National Heritage Week officially starts tomorrow.
Groups and organizations from around the Okanagan gathered at Kelowna Community Theatre today (Feb. 19) to kick off the week.
Central Okanagan Heritage Society president Donald Knox describes heritage as “largely looked at as things that were left by previous generations.”
Knox says Kelowna hasn’t always been a place with strong heritage.
“Penticton had more because they were so shaped with the mining industry to east and Princeton, so it became a hub largely based on the railroad. Vernon was, again, the railroad came there early on and that’s where the steamships would come. It started largely because of the gold rush… Kelowna was just a little place in the middle with not much going on.”
From 10 a.m. to 3 p.m. groups such as the Metis Society, the Lake Country Museum, Okanagan Regional Library, and the Kelowna Tree Protectors set up booths to educate adults and children alike that stopped in at the free event.
“You don’t really understand how you got here unless you know where you came from.”
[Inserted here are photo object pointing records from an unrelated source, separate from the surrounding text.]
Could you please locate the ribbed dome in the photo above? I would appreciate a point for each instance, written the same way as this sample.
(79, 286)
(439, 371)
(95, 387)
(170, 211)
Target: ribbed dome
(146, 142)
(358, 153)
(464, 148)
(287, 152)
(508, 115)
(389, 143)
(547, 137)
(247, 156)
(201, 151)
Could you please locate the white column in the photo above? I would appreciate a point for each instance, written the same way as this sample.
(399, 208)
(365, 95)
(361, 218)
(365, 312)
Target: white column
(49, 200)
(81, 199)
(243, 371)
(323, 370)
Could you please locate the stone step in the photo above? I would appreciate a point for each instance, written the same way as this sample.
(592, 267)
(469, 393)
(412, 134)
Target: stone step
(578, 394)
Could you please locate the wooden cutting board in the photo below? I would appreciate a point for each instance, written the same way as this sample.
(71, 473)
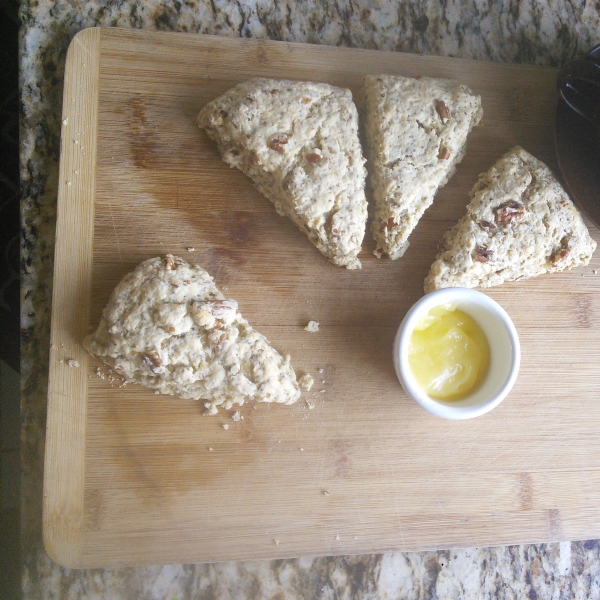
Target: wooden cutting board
(137, 478)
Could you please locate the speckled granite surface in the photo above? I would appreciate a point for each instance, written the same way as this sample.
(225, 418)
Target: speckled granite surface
(529, 31)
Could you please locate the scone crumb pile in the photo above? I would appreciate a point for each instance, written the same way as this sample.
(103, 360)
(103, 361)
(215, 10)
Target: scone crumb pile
(168, 327)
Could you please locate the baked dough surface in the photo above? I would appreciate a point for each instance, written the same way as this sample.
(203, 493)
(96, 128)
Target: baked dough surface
(417, 133)
(520, 223)
(298, 142)
(168, 327)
Knox says that’s the quote that comes to mind when asked about why people should learn about local heritage.
“The area that we are in here, the Kelowna Community Theatre, the Yacht Club, and City Hall, that was all part of the Simpson Covenant. When S.M. Simpson sold a portion to the city for a really good deal he said he wanted to make sure it was being maintained for the cultural aspects in Kelowna. That’s why you have the museum, the art gallery, the library all in this area, because he was the one who had the foresight to say you need to have a spot for these buildings.”
Heritage Week is packed in the Central Okanagan.
Tomorrow (Feb. 20), there will be a dress-up event for families at the Lake Country Museum, on Feb. 22 the Central Okanagan Naturalist Club will lead a bird-spotting walking tour, and on Feb. 23 will be the 39th Annual Heritage Awards at the Benvoulin Heritage Church.
A full list of events can be found at okheritagesociety.com.